Menurut Abdul Rivai, penataan aset menjadi salah satu agenda prioritas dalam program 100 hari kepemimpinannya di PTPN I. Penataan tersebut tidak hanya mencakup inventarisasi, tetapi juga penguatan legalitas, kepastian status penguasaan, pemetaan potensi, hingga penyusunan strategi pemanfaatan untuk meningkatkan nilai ekonomi perusahaan.
> “Tidak boleh ada aset yang hanya menjadi beban. Setiap aset harus dikaji secara menyeluruh agar memberikan manfaat terbaik dan berkontribusi terhadap peningkatan kinerja perusahaan,” tegasnya.
Optimalisasi Aset dan Kolaborasi Strategis
Abdul Rivai menilai optimalisasi aset menjadi semakin penting di tengah dinamika industri perkebunan yang terus berkembang.

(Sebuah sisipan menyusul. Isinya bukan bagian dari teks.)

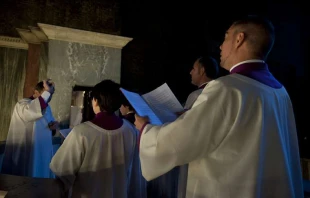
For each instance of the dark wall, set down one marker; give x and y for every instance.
(93, 15)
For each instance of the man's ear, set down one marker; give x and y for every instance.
(240, 39)
(95, 102)
(36, 93)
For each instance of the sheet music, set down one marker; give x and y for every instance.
(141, 107)
(3, 193)
(164, 103)
(65, 132)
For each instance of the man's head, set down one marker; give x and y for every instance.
(106, 97)
(249, 38)
(204, 70)
(39, 89)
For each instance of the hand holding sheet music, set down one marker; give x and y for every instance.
(160, 105)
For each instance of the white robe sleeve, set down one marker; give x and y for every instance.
(186, 139)
(68, 158)
(30, 110)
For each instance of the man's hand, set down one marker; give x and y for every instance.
(49, 85)
(140, 121)
(53, 125)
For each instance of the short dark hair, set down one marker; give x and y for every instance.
(39, 87)
(210, 66)
(259, 32)
(108, 95)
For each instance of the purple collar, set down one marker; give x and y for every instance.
(257, 71)
(108, 121)
(202, 86)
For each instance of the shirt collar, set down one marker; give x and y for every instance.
(247, 61)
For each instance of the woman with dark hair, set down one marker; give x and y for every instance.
(96, 157)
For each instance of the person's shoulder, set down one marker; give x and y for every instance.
(80, 129)
(24, 100)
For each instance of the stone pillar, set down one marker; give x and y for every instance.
(32, 69)
(33, 61)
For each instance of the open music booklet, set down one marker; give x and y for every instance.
(160, 105)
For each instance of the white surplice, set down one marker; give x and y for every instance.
(239, 139)
(97, 162)
(29, 148)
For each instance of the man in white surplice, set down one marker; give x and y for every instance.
(96, 158)
(239, 137)
(205, 69)
(29, 147)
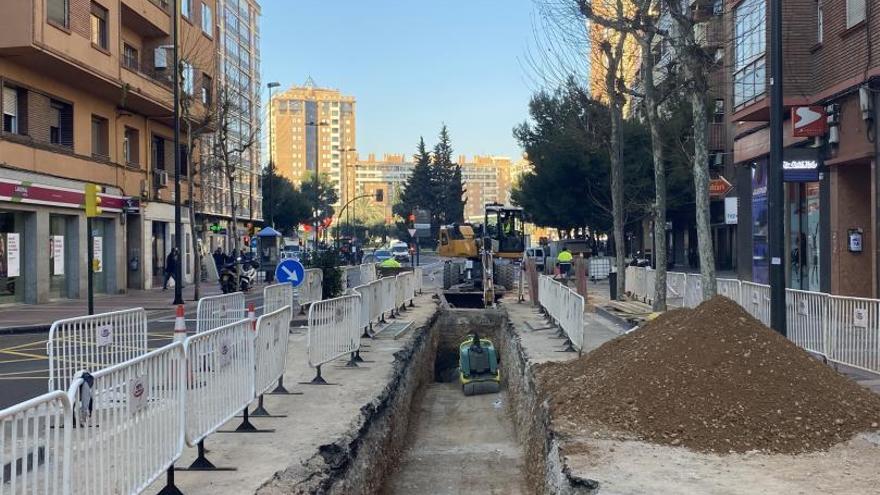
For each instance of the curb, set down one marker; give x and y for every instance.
(25, 329)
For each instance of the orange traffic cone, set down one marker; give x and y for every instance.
(179, 324)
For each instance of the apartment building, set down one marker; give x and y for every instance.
(830, 65)
(314, 130)
(86, 97)
(238, 63)
(486, 180)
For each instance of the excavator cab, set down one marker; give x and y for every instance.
(504, 230)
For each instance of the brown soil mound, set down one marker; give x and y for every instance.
(711, 379)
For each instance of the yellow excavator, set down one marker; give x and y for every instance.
(488, 249)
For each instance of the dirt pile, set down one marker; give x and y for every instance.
(711, 379)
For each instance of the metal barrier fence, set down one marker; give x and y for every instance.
(276, 297)
(35, 444)
(334, 330)
(132, 422)
(270, 348)
(217, 311)
(94, 342)
(566, 307)
(220, 377)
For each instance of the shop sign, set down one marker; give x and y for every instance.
(809, 121)
(800, 165)
(29, 193)
(719, 187)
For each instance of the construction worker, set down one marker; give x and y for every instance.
(390, 263)
(563, 260)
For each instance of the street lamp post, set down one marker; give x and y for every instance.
(272, 85)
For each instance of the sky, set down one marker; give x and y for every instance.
(412, 65)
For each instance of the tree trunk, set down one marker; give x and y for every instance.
(617, 190)
(701, 189)
(659, 179)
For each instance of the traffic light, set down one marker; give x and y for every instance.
(93, 200)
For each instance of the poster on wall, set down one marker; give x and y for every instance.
(98, 253)
(56, 250)
(13, 255)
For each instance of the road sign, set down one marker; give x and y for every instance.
(809, 121)
(718, 187)
(290, 270)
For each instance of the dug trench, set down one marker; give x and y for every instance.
(423, 435)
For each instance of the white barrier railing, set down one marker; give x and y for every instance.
(729, 288)
(94, 342)
(220, 377)
(35, 444)
(270, 348)
(334, 330)
(132, 422)
(276, 297)
(806, 314)
(217, 311)
(755, 299)
(854, 332)
(566, 307)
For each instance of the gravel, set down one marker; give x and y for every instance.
(712, 379)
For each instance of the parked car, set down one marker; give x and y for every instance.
(382, 255)
(400, 251)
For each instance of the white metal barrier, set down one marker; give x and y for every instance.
(334, 330)
(854, 332)
(565, 306)
(132, 422)
(755, 299)
(217, 311)
(270, 348)
(94, 342)
(729, 288)
(276, 297)
(806, 314)
(35, 444)
(220, 377)
(693, 292)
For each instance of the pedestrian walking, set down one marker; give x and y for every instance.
(171, 263)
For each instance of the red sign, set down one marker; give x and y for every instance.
(28, 192)
(809, 121)
(719, 187)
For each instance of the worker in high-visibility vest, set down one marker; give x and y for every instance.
(563, 260)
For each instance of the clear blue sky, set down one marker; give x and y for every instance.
(411, 64)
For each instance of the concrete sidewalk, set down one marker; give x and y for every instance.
(22, 318)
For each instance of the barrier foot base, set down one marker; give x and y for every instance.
(203, 464)
(170, 488)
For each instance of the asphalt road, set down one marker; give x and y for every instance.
(24, 366)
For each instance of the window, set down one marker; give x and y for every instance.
(100, 136)
(207, 89)
(99, 26)
(207, 19)
(855, 12)
(157, 153)
(130, 57)
(60, 123)
(131, 146)
(58, 12)
(749, 78)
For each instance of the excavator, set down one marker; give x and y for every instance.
(489, 249)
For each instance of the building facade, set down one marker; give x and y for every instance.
(86, 97)
(314, 130)
(238, 63)
(831, 219)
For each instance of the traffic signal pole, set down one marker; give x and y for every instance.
(775, 189)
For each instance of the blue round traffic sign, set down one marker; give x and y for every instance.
(290, 270)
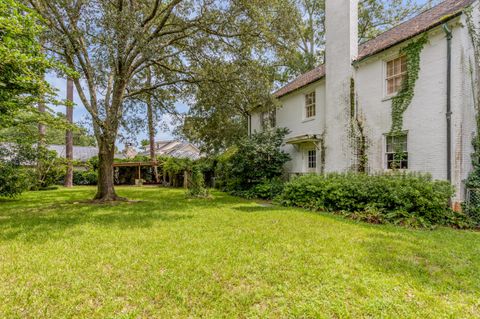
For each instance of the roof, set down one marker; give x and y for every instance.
(80, 153)
(423, 22)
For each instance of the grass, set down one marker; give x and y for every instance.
(168, 257)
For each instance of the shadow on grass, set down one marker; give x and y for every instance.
(442, 260)
(256, 209)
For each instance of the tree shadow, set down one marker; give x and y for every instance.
(255, 209)
(426, 257)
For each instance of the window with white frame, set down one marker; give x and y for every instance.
(396, 151)
(310, 105)
(396, 74)
(312, 159)
(269, 119)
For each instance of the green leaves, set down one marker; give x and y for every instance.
(408, 199)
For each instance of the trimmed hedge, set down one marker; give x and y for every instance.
(403, 198)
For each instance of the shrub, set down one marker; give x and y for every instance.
(267, 189)
(13, 180)
(196, 186)
(407, 199)
(85, 177)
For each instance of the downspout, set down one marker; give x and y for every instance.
(448, 114)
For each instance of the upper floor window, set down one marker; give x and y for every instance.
(310, 105)
(396, 151)
(269, 119)
(396, 74)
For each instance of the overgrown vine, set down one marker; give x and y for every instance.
(403, 99)
(473, 180)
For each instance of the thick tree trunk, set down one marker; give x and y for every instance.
(105, 186)
(151, 129)
(69, 136)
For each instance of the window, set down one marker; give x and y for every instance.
(310, 105)
(269, 119)
(397, 155)
(396, 74)
(312, 159)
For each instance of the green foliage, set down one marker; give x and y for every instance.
(14, 179)
(407, 199)
(225, 258)
(256, 159)
(472, 209)
(196, 185)
(50, 169)
(402, 100)
(22, 64)
(266, 189)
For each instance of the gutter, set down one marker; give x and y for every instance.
(448, 114)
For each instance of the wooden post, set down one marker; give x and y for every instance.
(69, 136)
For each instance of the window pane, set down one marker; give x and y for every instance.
(398, 84)
(398, 66)
(390, 88)
(404, 64)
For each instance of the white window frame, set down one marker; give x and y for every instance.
(307, 156)
(385, 76)
(266, 119)
(306, 106)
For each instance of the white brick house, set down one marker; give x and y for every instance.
(357, 84)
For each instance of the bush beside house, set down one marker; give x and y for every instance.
(400, 198)
(254, 168)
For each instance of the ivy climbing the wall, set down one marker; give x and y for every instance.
(403, 99)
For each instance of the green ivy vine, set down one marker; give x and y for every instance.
(403, 98)
(357, 133)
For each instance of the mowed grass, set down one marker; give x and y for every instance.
(169, 257)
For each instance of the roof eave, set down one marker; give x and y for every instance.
(297, 89)
(433, 26)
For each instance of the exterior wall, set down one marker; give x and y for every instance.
(291, 114)
(424, 120)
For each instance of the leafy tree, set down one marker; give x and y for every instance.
(111, 44)
(22, 64)
(305, 49)
(218, 118)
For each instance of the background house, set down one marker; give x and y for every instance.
(340, 113)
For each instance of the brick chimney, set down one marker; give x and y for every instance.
(341, 49)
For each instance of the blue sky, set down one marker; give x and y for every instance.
(80, 114)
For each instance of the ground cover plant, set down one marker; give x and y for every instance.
(166, 256)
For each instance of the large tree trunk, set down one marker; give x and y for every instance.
(69, 136)
(105, 186)
(151, 129)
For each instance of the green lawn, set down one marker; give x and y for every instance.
(168, 257)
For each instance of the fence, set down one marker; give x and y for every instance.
(472, 197)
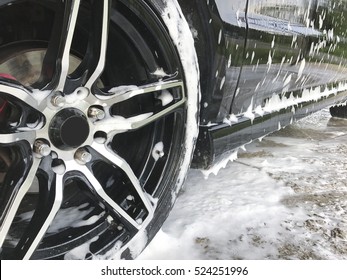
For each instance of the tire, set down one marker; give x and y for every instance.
(339, 111)
(98, 121)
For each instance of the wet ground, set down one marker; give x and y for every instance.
(285, 197)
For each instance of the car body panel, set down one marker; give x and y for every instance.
(283, 60)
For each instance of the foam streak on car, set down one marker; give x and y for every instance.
(105, 104)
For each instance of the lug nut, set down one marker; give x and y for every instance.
(58, 100)
(82, 156)
(41, 148)
(58, 166)
(96, 113)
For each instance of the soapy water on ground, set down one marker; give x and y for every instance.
(285, 197)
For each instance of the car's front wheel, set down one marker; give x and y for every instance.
(98, 118)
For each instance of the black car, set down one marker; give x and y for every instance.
(105, 104)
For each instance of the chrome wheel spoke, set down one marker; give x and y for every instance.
(94, 61)
(18, 136)
(58, 52)
(18, 92)
(117, 124)
(123, 93)
(11, 197)
(107, 200)
(108, 156)
(44, 215)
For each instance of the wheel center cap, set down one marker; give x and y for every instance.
(69, 129)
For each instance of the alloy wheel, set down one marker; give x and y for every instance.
(92, 126)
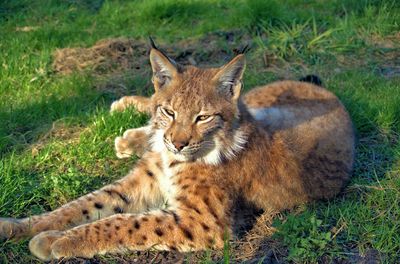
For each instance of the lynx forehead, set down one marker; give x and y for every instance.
(277, 146)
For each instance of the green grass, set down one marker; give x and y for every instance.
(56, 135)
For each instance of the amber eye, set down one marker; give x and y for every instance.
(203, 118)
(168, 112)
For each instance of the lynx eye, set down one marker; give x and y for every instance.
(168, 112)
(201, 118)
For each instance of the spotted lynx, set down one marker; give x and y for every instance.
(277, 146)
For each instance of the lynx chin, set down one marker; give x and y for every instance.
(205, 146)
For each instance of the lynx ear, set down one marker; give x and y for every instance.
(229, 77)
(164, 68)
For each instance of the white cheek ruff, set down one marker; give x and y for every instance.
(157, 141)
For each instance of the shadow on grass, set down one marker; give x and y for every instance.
(24, 126)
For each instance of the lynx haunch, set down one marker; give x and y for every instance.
(277, 146)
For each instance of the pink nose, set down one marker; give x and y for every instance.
(179, 145)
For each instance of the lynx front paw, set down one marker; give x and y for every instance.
(118, 106)
(122, 148)
(12, 228)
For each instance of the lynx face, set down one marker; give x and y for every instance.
(195, 111)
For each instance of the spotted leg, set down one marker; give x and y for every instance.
(196, 220)
(136, 192)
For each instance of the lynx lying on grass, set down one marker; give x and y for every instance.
(278, 146)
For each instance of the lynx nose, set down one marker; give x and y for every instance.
(179, 145)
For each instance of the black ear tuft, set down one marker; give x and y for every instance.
(311, 78)
(152, 44)
(243, 50)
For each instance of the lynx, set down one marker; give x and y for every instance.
(277, 146)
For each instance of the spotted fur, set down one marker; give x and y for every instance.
(277, 146)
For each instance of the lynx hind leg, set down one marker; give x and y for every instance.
(133, 141)
(142, 104)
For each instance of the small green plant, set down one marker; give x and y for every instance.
(304, 236)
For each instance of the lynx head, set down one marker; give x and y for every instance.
(196, 111)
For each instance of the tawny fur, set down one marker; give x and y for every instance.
(278, 146)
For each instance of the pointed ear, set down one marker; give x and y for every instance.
(229, 77)
(164, 68)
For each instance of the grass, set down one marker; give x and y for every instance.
(56, 133)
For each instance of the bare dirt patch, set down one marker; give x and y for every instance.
(121, 65)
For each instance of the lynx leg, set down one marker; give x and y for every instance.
(142, 104)
(136, 192)
(197, 219)
(133, 141)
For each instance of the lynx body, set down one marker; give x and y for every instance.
(277, 146)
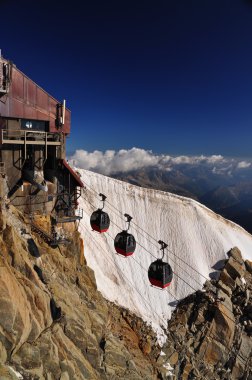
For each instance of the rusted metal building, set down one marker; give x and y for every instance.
(33, 131)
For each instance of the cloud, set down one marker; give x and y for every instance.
(111, 161)
(243, 165)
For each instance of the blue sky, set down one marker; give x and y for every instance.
(170, 76)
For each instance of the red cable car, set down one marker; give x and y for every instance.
(160, 273)
(99, 219)
(125, 243)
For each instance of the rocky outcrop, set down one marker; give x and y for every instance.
(209, 334)
(85, 337)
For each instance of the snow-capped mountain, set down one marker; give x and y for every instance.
(197, 239)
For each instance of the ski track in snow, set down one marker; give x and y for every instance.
(193, 233)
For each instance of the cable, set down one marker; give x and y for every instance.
(243, 359)
(112, 222)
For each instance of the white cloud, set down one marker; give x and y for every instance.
(111, 161)
(243, 165)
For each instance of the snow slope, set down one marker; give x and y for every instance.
(197, 238)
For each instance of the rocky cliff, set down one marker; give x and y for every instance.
(54, 324)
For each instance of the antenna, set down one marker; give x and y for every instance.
(129, 218)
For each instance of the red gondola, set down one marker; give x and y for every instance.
(99, 219)
(160, 273)
(125, 243)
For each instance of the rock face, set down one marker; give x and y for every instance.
(210, 333)
(62, 327)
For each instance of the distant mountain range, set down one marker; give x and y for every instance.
(229, 193)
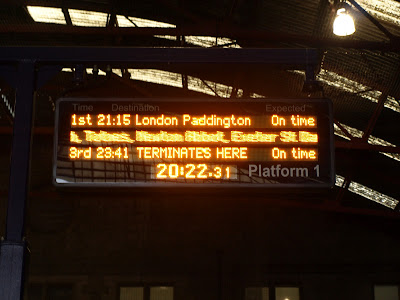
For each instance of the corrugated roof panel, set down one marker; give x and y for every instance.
(47, 14)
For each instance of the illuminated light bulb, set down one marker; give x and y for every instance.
(344, 23)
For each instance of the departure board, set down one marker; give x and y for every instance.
(194, 142)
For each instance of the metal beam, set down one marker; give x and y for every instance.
(365, 146)
(13, 249)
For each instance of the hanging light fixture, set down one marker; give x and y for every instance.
(344, 23)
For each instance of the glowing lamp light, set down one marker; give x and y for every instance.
(344, 23)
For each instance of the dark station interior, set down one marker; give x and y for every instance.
(200, 243)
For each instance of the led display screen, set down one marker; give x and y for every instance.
(194, 142)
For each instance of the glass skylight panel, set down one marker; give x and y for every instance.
(47, 14)
(368, 193)
(139, 22)
(7, 104)
(209, 41)
(157, 76)
(371, 140)
(88, 18)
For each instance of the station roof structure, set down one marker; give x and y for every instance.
(359, 73)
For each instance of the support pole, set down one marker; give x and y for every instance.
(13, 250)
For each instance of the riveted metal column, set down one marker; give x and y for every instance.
(13, 250)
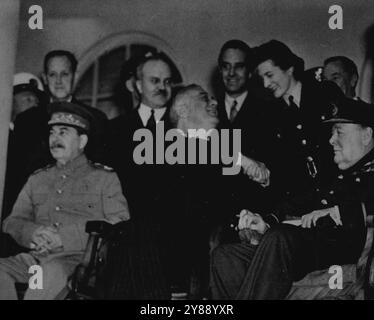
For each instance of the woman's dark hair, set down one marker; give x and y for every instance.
(281, 56)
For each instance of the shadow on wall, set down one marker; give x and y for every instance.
(367, 72)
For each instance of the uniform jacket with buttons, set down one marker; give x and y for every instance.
(352, 192)
(67, 196)
(304, 156)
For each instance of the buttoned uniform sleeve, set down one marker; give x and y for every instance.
(114, 209)
(21, 222)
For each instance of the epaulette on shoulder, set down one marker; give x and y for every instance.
(98, 165)
(43, 169)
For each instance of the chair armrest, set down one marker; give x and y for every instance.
(97, 230)
(99, 227)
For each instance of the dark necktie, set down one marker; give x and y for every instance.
(293, 105)
(233, 111)
(151, 123)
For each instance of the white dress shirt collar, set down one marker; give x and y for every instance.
(295, 92)
(145, 112)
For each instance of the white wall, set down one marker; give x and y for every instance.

Pengelolaan aset secara produktif dinilai dapat membuka peluang pengembangan usaha, menciptakan sumber pendapatan baru, memperkuat struktur keuangan, serta meningkatkan daya saing perusahaan.
Dalam proses tersebut, PTPN I juga terus membuka ruang kolaborasi dengan berbagai mitra strategis. Menurut Abdul Rivai, kemitraan merupakan salah satu instrumen untuk mengembangkan potensi aset, dengan tetap berorientasi pada penciptaan nilai tambah dan dilaksanakan secara profesional.